Hi RG community,
I'm about to order some single guide RNAs (gRNAs) for CRISPR/Cas9 site-directed knockouts following Bassett and Liu (2014) protocol (paper below). Briefly, two partially overlapping primers (an ~ 64 nt forward target-specific and an 80 nt universal reverse) are used in PCR amplification to generate a DNA template, which will then be used for T7 in vitro transcription (gRNA synthesis).
Now, I've always ordered these primers PAGE-purified, reasoning that more full-length oligos (non-truncated) would generate more full-length functional gRNAs, thus getting more mutagenesis efficiency.

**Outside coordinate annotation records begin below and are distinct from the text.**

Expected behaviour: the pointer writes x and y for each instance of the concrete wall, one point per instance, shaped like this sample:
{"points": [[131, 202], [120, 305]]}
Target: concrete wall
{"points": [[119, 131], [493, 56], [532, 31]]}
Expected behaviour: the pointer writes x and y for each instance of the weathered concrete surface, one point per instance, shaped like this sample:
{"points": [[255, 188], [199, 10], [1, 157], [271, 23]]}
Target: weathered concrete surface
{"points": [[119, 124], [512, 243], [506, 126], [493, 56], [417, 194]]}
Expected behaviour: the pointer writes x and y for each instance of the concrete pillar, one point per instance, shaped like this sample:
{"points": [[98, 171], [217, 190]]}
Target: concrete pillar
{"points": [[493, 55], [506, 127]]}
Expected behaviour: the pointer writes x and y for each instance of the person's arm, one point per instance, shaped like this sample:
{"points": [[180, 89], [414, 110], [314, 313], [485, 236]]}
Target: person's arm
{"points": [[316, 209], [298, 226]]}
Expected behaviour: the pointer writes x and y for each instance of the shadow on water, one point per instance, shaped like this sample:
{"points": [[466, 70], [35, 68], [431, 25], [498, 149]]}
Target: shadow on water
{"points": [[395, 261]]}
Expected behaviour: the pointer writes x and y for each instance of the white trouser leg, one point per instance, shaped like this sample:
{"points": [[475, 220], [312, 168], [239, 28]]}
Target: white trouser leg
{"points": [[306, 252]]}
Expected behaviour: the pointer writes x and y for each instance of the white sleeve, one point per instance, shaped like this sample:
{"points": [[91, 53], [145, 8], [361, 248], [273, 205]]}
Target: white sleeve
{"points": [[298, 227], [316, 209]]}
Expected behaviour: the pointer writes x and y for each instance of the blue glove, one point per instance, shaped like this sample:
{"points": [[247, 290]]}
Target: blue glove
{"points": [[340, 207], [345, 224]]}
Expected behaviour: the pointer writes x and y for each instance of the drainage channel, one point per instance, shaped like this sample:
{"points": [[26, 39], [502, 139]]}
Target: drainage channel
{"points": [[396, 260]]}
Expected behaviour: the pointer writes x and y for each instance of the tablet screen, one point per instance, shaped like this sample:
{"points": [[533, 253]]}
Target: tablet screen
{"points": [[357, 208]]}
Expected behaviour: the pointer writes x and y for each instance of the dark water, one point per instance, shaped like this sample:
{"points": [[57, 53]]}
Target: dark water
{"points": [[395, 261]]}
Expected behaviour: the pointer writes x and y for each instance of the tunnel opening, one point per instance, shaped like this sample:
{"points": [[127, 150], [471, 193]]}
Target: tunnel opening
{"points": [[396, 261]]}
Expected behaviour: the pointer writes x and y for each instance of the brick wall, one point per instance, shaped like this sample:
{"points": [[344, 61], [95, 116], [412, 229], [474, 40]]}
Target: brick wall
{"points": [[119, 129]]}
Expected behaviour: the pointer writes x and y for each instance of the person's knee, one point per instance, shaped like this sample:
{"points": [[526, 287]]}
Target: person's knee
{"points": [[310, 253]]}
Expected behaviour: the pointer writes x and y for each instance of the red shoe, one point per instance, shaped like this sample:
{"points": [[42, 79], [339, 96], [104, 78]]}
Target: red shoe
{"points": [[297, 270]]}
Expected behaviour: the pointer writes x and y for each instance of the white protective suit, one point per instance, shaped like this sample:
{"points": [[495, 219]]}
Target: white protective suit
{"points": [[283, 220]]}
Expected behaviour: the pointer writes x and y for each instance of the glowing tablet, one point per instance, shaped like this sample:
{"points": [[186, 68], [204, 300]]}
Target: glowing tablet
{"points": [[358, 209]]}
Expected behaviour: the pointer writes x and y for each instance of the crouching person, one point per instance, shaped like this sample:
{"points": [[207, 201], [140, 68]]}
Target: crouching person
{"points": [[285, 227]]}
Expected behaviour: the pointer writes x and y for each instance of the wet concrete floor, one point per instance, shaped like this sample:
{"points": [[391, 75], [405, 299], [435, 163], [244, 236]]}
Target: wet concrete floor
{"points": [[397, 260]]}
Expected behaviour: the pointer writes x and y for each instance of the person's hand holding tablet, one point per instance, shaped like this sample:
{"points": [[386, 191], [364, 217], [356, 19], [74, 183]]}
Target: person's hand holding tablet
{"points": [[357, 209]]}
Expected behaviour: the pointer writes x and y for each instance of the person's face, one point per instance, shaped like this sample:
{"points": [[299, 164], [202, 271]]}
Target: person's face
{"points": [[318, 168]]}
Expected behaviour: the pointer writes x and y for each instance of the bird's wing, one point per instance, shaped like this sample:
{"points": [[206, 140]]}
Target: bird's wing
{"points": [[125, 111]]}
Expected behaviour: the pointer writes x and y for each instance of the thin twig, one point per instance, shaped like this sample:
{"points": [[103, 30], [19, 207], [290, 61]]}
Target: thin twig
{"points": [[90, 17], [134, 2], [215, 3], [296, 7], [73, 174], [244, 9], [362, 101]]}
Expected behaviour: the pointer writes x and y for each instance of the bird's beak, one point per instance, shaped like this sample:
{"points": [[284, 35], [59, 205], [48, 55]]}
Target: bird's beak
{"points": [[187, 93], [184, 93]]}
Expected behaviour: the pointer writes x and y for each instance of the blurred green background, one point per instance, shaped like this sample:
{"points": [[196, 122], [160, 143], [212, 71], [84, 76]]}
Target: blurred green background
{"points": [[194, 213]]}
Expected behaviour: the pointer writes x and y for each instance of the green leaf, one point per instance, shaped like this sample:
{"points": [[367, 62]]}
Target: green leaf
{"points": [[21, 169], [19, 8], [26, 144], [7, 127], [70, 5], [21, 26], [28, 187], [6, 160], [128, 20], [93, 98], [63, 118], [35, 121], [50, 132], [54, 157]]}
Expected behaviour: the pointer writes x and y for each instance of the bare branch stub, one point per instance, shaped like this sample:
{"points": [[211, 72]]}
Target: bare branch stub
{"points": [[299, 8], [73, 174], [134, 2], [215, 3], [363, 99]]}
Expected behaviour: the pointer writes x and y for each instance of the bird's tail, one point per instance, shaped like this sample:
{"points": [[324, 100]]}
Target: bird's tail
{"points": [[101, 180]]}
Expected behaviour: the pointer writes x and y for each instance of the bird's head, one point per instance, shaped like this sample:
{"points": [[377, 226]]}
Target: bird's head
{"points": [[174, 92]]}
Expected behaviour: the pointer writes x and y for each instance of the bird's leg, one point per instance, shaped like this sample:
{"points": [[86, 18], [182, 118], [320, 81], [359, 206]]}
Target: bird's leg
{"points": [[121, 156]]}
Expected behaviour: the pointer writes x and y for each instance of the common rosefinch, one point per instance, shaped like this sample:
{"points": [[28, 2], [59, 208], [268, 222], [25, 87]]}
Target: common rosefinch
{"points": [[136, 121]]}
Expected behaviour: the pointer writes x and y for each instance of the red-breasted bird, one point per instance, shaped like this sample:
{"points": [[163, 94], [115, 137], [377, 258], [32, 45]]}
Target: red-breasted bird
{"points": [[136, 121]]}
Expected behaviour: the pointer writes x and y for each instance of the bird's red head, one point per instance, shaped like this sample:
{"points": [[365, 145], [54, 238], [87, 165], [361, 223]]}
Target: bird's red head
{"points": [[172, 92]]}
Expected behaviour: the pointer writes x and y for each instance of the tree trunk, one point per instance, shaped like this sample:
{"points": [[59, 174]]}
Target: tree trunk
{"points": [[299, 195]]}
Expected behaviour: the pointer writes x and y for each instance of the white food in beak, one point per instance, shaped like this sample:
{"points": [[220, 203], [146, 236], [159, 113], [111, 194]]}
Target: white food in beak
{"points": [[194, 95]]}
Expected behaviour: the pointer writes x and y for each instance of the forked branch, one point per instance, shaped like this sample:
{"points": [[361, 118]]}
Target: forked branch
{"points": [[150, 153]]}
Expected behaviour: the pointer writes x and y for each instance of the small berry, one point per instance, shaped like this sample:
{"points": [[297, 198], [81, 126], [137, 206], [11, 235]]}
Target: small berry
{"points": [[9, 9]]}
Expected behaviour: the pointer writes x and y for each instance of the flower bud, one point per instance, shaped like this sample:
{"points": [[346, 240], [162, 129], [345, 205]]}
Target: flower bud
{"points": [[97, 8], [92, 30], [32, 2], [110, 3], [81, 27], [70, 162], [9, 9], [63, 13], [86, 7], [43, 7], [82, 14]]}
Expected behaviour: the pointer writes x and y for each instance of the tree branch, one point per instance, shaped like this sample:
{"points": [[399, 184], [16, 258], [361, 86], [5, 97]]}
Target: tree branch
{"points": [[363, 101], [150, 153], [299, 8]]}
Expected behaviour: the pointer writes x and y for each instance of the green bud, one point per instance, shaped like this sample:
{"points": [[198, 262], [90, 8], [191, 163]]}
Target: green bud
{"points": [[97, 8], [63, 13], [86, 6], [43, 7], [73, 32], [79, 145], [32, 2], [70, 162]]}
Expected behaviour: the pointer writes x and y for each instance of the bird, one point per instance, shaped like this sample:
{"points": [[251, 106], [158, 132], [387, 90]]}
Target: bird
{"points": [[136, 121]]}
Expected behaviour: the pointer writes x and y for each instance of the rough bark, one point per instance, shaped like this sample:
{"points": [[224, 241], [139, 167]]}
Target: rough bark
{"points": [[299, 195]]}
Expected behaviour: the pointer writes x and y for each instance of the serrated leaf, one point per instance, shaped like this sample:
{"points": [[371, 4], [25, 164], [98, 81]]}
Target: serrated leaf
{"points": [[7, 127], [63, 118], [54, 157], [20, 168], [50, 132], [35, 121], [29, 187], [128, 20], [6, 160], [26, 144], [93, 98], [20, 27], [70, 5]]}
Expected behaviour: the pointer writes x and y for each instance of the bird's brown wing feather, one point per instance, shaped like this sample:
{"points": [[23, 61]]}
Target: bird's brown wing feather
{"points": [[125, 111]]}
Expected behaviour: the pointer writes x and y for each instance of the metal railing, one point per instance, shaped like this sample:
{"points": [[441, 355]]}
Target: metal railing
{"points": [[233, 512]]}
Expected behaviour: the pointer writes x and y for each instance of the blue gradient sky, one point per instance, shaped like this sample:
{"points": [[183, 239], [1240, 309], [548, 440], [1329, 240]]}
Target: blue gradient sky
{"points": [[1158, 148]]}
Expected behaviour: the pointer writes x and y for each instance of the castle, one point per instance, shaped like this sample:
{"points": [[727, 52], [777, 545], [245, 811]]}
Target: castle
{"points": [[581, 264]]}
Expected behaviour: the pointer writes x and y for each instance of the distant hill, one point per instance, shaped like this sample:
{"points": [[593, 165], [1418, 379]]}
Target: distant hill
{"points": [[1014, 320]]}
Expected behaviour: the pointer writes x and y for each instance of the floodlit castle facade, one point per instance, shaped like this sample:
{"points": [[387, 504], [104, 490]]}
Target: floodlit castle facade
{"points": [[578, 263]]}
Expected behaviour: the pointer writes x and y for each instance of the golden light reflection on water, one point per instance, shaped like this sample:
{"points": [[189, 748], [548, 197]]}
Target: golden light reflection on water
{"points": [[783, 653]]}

However, some colleagues have been using standard de-salted oligos instead, and they have the impression that works just fine. Considering that they're way cheaper than PAGE-purified oligos, it might worth a try, but I'm very skeptical about it.
So, that's the question: are PAGE purified oligos really necessary for CRISPR/Cas9 mutagenesis?
Any and all comments are very appreciated!
Dani.
Bassett and Liu (2014):
Article CRISPR/Cas9 mediated genome engineering in Drosophila
Currently, I am using standard de-salted oligos which I ordered from eurofin genomics. They work perfectly, the precision of my gRNA is yet to be fully tested after my current experiment is over however the current preliminary protein expression results shows that my Gene of interest has been knockout using the CRISPR/cas9 with the ordered standard oligos. Thank you, Daniel, your question have questioned my procedure and I will certainly want to know if there exist any significant difference too.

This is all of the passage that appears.